En sık görülen takıntılar (obsesyonlar) temizlik, hastalık ve evham konularındadır. Takıntılı kişilerin kontrol edemedikleri düşünceleri onlarda kaygı yaratır. Bu kaygıyı azaltmak ya da nötrlemek adına bir takım tekrarlayıcı davranışlar geliştirirler. Bunlar el yıkamak, duş almak, elektrik şalterini kontrol etmek, simetri gibi. Bunlara da kompulsiyon diyoruz.
Kaygıyı azaltmak adına yapılan bu davranışlar bir süre sonra sık tekrar edilir hale gelebilir ve bu aşamaya geldiğinde kişinin ve yakınlarının hayatını olumsuz etkiler.

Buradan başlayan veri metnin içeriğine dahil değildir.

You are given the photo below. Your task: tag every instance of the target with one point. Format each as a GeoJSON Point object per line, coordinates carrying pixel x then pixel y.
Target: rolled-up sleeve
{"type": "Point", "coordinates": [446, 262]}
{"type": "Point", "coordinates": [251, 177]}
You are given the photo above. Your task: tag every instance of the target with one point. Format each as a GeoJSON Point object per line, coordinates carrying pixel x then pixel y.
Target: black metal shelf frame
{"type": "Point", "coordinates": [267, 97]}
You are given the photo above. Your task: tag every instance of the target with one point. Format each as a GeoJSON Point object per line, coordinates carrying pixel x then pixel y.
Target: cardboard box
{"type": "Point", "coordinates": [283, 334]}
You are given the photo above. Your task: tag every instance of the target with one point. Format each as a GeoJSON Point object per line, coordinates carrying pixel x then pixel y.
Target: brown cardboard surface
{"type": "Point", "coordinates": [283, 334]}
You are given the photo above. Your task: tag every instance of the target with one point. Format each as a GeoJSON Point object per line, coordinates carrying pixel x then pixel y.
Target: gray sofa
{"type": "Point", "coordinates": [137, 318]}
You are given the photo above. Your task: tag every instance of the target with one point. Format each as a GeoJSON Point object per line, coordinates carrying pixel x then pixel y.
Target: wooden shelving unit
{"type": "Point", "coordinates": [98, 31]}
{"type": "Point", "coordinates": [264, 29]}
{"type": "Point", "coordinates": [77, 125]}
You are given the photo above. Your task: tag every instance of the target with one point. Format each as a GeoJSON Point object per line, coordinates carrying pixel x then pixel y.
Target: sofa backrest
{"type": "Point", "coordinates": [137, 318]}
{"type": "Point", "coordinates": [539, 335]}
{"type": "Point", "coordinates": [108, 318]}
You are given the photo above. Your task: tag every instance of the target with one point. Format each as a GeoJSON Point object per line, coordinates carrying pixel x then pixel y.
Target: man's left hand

Hastalık bulaşacağından korktuğu için otobüse binmeyen, insanlarla tokalaşmayan, bu yüzden sosyal hayattan kopan ve hatta evinden dışarıya çıkamayan danışanlarım oldu.
Takıntıları yüzünden kişinin yaşam işlevselliği bozulduğunda bu artık bir hastalıktır ve mutlaka tedavi edilmesi gerekir. Takıntılı kişilik özelliğine sahip bir kişide obsesif kompulsif bozukluk gelişmesi için tetikleyici bir takım travmatik yaşam olaylarının yaşandığı görülür. Çocukluk travmaları, hastalıklar, ölüm gibi travmalar yaşanmış olabilir.
Yaşam işlevselliği bozulmuş bir kişinin psikolog ya da psikiyatrist desteği olmadan iyileşmesi mümkün değildir. Çünkü bu kişilerin beynindeki frontal lob bölgesindeki kan akımı, seratonin ve oksijen azalmış, biokimyasal enzimler değişmiştir.
Takıntılar; depresyon, şizofreni, fobi, kaygı bozuklukları ve donuk zeka gibi hastalıkların beraberinde de sıklıkla görülür.
Takıntıların tedavisinde en etkin terapi yöntemi BDT (bilişsel davranışçı terapi)’dir. Bu tedavi yönteminde kişinin kaygı duyduğu ortamlardan kaçınmak yerine maruz kalması, tekrarlayıcı davranışlarını ise durdurması hedeflenir. Önce davranışlarına odaklanılır, daha sonra da gerçekçi olmayan davranışları üzerinde çalışılır.
Eğer takıntıları yüzünden kendi ve sizin hayatınızı işkence haline getiren bir eş ya da çocuğunuz varsa bunun bir hastalık olduğunu kabul edin ve mutlaka bir uzmandan destek alın.
Terapistin yapacağı ilk şey onu ve sizi takıntı, kaygı ve korkular konusunda bilgilendirmek olacaktır.
Takıntılar her ne kadar ailesi olarak sizi zorlasa ve yaşamı çekilmez hale getirse de tedavi için sizin desteğiniz çok önemli bunu sakın unutmayın.